"Kabar terakhir kelihatannya mau cari joint venture jadi tidak jadi hengkang," kata Direktur Jenderal Mineral Batubara dan Panas Bumi, Bambang Setiawan usai menghadiri acara buka puasa bersama di Gedung Departemen ESDM, Jakarta, Selasa (15/9/2009) malam.
Menurut dia, dengan menggunakan opsi tersebut maka risiko yang ditanggung perseroan tidak begitu besar. "Dia masih mau stay . Bagi-bagi risikolah. Dengan joint venture mereka tidak perlu mengeluarkan uang sebanyak kalau dia sendiri," ujar Bambang.
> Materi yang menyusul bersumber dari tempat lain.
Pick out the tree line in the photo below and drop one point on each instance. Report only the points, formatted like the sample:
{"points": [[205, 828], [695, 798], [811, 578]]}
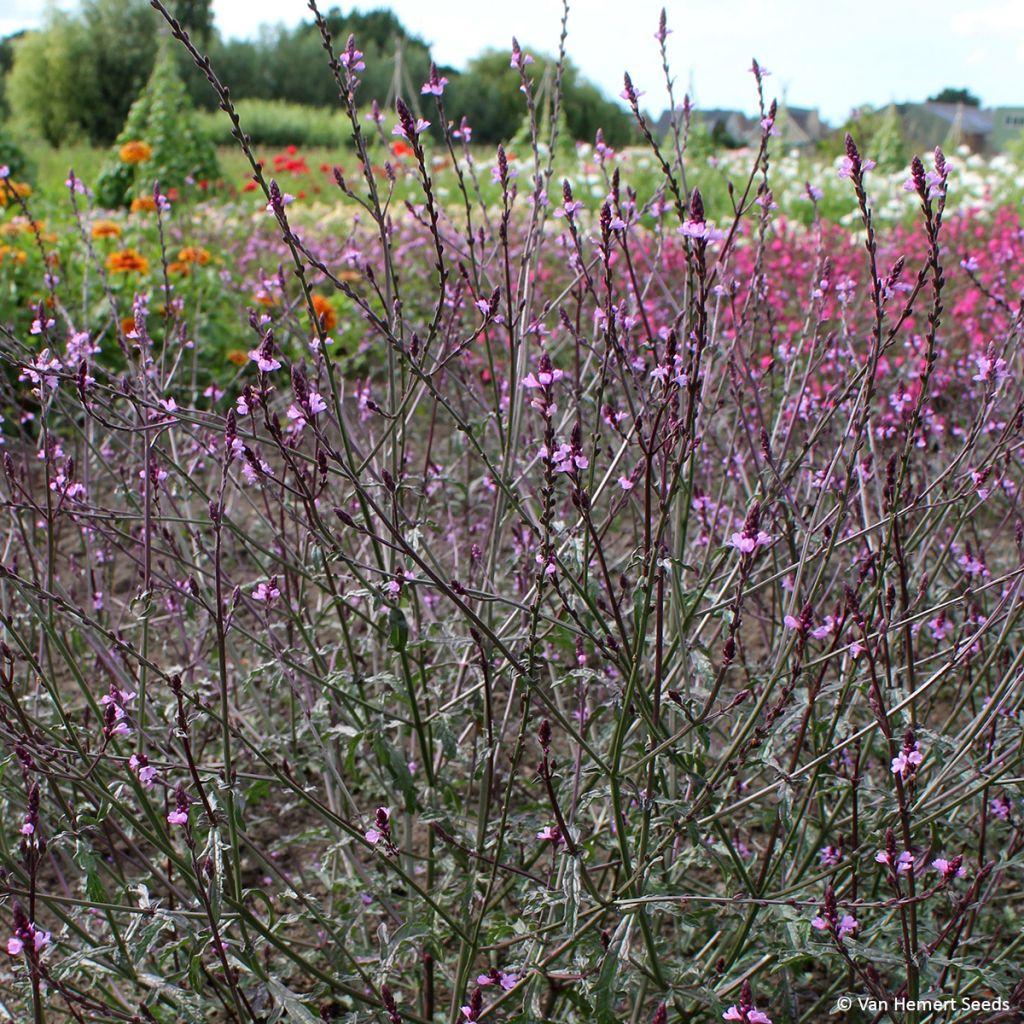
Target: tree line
{"points": [[78, 74]]}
Meskipun sudah memutuskan akan menggunakan opsi tersebut, namun Bambang mengaku pihaknya belum mengetahui berapa besar saham yang akan dilepaskan.
"Kami belum tahu berapa yang mau dilepas. Yang jelas dia inginnya mayoritas, bisa saja 50,5 persen," kata Bambang.
Bambang mengakui hingga saat ini terdapat banyak perusahaan yang sudah mengajukan minatnya untuk masuk dalam joint venture tersebut. "Banyak puluhan," jawabnya.
Bambang menambahkan, BHP Biliton masih belum menyampaikan minatnya secara resmi kepada pemerintah mengenai niatnya untuk tetap bertahan di Indonesia. "Mereka baru sampaikan secara informal. Jadi tidak perlu resmi," tandasnya.